[PATCH] arm64: Add architecture support for PCI

Arnd Bergmann arnd at arndb.de
Tue Feb 4 04:44:52 EST 2014

On Monday 03 February 2014 16:31:37 Jason Gunthorpe wrote:
> Specifying 'use EHCI, AHCI, etc' - which are all PCI based standards
> without clearly specifying exactly how PCI is suppose to work is
> completely bonkers.
> What is needed is a spec that says:
>  1) Here is how you generate config TLPs. A MMIO region that
>     conforms to the already specified x86 ECAM would
>     be perfect
>  2) Here is a dword by dword break down of the entire config space in
>     a SOC. Here is where a on-board AHCI controller must show up in
>     config space. Here is how an external PCI-E port must show
>     up. Etc. Most of this is already specified, but it clearly needs
>     to be layed out explicitly for ARM SOCs to actually follow it.
>  3) Here is how you specify the aperture(s) associated with PCI BAR's
>     and bridge windows in config space. And yes: The CONFIG SPACE
>  4) Here is how MSI works, these are the values you put in the
>     address/data and here is how you collect the interrupt.
>  5) Here is how Legacy INTx must be mapped into the GIC.
> This is what x86 does, and they have been doing it well for 10
> years. If you want to play in the server game you have to properly
> implement PCI.

I'm pretty sure the authors of the SBSA actually thought that was
what they wrote, by referring to external specifications (pci-3.0,
ehci, ahci, ...).  However, it seems they were either foolish enough
to believe that hardware designers would follow these specs, or
they were intentionally misled and got talked into putting ambiguous
terminology in because there were already hardware designs that
are not exactly in line with the spirit of the SBSA but can be
argued to be conforming to the text for a lax interpretation.

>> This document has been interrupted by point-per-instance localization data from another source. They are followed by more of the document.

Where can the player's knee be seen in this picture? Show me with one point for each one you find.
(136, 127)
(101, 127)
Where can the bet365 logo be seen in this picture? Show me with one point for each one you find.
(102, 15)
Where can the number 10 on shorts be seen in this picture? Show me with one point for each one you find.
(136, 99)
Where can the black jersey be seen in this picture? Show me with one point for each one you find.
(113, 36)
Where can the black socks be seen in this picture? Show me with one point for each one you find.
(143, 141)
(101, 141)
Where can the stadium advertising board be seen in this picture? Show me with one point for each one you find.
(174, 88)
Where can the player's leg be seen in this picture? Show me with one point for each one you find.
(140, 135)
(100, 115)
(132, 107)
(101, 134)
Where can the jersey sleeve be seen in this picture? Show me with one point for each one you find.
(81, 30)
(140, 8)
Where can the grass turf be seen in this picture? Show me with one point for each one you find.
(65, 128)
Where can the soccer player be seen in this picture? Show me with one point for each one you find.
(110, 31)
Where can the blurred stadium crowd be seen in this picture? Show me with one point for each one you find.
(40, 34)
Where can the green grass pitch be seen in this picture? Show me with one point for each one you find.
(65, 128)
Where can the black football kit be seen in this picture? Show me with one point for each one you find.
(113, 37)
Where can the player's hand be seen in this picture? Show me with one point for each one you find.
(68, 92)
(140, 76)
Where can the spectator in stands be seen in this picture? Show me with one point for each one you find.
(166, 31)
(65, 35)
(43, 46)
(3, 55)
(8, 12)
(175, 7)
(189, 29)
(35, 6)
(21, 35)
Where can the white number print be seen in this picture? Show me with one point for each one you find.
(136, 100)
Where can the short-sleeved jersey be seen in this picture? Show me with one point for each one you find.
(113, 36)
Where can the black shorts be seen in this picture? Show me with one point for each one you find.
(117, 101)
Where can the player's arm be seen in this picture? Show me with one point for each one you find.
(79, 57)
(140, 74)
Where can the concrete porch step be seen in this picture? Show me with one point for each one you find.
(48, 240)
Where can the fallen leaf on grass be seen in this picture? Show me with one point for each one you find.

I think EHCI is a much better example than PCI here, because the
spec has exactly one line to say about it, where it spends a whole
chapter on PCI.

Here is how a sane person would read SBSA to create a compliant

  I have to use EHCI version 1.1 to provide USB-2.0 support. EHCI
  is a PCI device, so I'll put it behind a PCIe port that complies
  to the PCIe section of the SBSA. Since EHCI by itself only provides
  high-speed USB, and USB-2.0 mandates I provide low-speed and
  full-speed as well, I have to add a USB hub device. It would have
  been easier to just use OHCI for these, but SBSA says I can't.
  Now I want to integrate the EHCI into my SoC and not waste one
  of my precious PCIe root ports, so I have to create another PCI
  domain with its own ECAM compliant config space to put it into.
  Fortunately SBSA lets me add an arbitrary number of PCI domains,
  as long as they are all strictly compliant. To software it will
  look exactly as if it was on an external card, I just have to
  ensure the boot loader correctly sets up the clocks and the phy
  before an SBSA compliant OS gets loaded, all runtime power
  management will get handled through the EHCI-1.1 energy-efficiency

Here is how a crazy person would read the same sentence in the SBSA:

  I have an IP block that implements the EHCI register set, that
  should be good enough. It's not a fast device, so I can put it
  on a non-coherent bus. Since the SoC will be used for networking,
  I'll put the registers into big-endian configuration to make it
  easier for the OS to access. I'm not allowed to have USB-1.1
  according to SBSA, so I can get away without a hub or an extra
  OHCI. I can't support MSI because it's not a PCI device, and
  the GIC is pretty full, so I'll just connect the IRQ line to
  the GPIO controller. In order to do better power management,
  I'll design a fancy PHY that the device driver will manage
  for implementing autosuspend. I should also give the OS
  fine-grained control over the clocks, but it will have to share
  the clock domain with the other devices on the same edge of the
  chip. The EHCI device is not part of PCI, which measn I don't
  have to use the standard SMMU. However, my EHCI implementation
  can only do 32-bit DMA, and I'll have to design my own IOMMU
  to let it access the entire memory range. USB-OTG is a great
  feature and we already paid for having this in our EHCI
  implementation, better make sure it comes up in endpoint mode
  after waking up from power saving.